Generate SSH Keys

Generating SSH keys is fairly standard Linux task to do. SSH keys allow a more secure method of logging into a remote server, plus you can use them to allow password-less logins for management scripts and the like.

Firstly, run the following command:

ssh-keygen

This will then generate a key for the current user. You’ll see output like the following:

Generating public/private rsa key pair.
Enter file in which to save the key (/home/user/.ssh/id_rsa):
Enter passphrase (empty for no passphrase):
Enter same passphrase again:
Your identification has been saved in /home/user/.ssh/id_rsa.
Your public key has been saved in /home/user/.ssh/id_rsa.pub.
The key fingerprint is:
79:ed:d8:8c:d6:e3:9e:3a:86:d3:b4:75:ba:59:75:92 [email protected]

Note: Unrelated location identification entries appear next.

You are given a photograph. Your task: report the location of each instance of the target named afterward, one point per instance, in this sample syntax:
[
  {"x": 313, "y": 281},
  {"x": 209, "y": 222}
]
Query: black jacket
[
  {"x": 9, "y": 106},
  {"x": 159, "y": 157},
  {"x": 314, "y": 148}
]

Note the passphrase option - this can be (and is encouraged to be) different from the system password for the remote user. This allows different users to log into the same remote user using their own passwords and also allows you to use the same password for multiple remote users. You can also make it blank, allowing you to log in without using a password. It’s a security risk, but is normally used for backup and management scripts.

The /home/user/.ssh directory will now contain two files - id_rsa and id_rsa.pub. Don’t share these files with anyone! To install your key for use on a remote server, run the following command:

ssh-copy-id [email protected]

Or, simply copy the contents of id_rsa.pub to the remote user’s .ssh/authorized_keys file. If it doesn’t exist, you can create it but make sure that the file is owned by the user and the permissions are set to 0600.